Perhaps the most striking part of Arise! is its fundamental paradox. As the band fixes these swinging, biker riffs and tales of decaying bodies, it seems like the album should be a morbid, depressed look at the human condition. But to the contrary, as the title track makes clear, throughout the release, the band urges strength and a certain dark positivity. “Arise, get off your knees!” Rob Miller commands. Not only is he suggesting an inherent strength to the downtrodden, he’s demanding that they fight for themselves and improve their own situation. It’s almost as if he’s some punk-drill sergeant. (One does note that Rob Miller did spend some time in the armed forces).

The Easy Action 2014 remaster is the release’s third rendering, following the Alternative Tentacles 1985 release and AT’s 2000 reissue. This version is dramatically the most different from the previous two, with its sharper, louder sound. Remastering Arise! is a dangerous prospect. Cleaning it up too much could theoretically remove its defining grime, and quite horrifically, rob this beast of its claws. Thankfully, this remaster plays it just right. Somehow, they were able to pull out the formerly buried intricacies of the album- “Slave” is more vibrant than ever with its warbling, collapsing guitar and the aforementioned “Drink and Be Merry”’s shattering guitar sounds like an Eno production- while leaving that trademark sludge in the low end. The result is that the album has the same primordial power as its earlier versions, but has a bit more clarity and punch, showing that the band weren’t quite the brute cavemen that critics suggest. There is now finesse here to match the ferocity… though there is a lot of ferocity.

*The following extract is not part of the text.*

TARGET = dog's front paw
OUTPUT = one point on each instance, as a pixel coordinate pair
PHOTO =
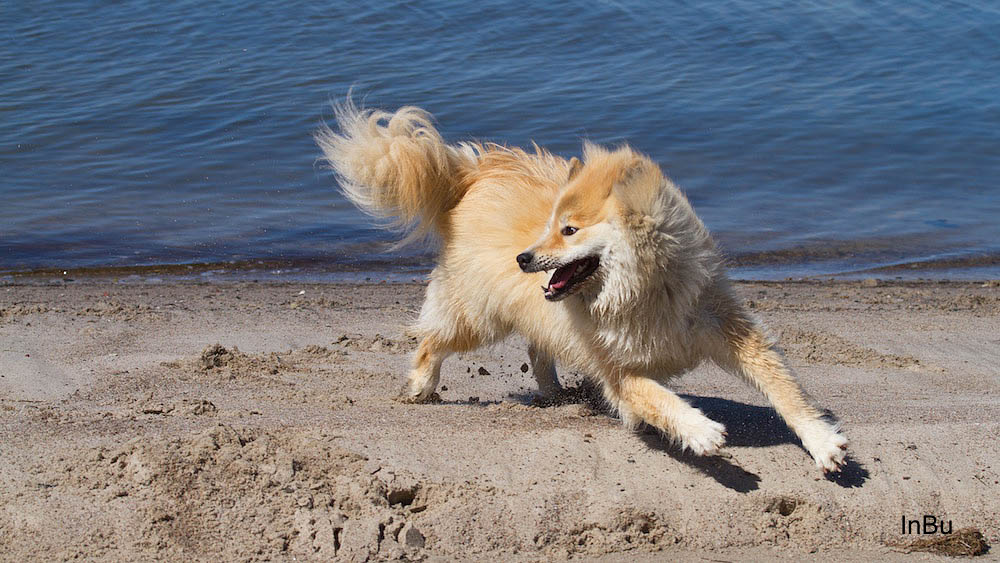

The re-release also appends a 1985 concert to the release, and really, it’s a boon. Although there have been limited run live Amebix releases before, Ambulance Station the first full-length live release overseen by the band. More so than ever before, the live recording makes it clear just how powerful and raw Amebix was live. Perhaps leaning more on their punk influences than their metal ones, the band plays with combustible energy. This isn’t the precision of, say Megadeth live, but rather, the hot fire of the Stooges or, yes, even Motorhead. “Largactyl,” which, somewhat ahead of its time, attacks the mental-health pharmaceutical industry, now sounds like a bi-wing plain crashing. Likewise, it’s thrilling to hear the Miller brothers do a call-and-response on the refrain, very much reflecting anarcho-punk chants. What an attack! Quite surprisingly, “Fallen from Grace,” which wouldn’t have a studio version until 1987’s The Power Remains is already in rotation. And, unlike the studio version, here “Power” is less thrashy and more guttural, though it already shows the band growing towards more complex arrangements.

If anything, Ambulance Station shows that Amebix was one of the few bands able to merge raw power with vision and skill and also an anarcho-punk composition with a curious mind. Even now, some thirty years later, there are still puzzles deep within the grooves and frankly, most of them will never be solved. Fitting.

This is some of the greatest music ever recorded. Essential listening.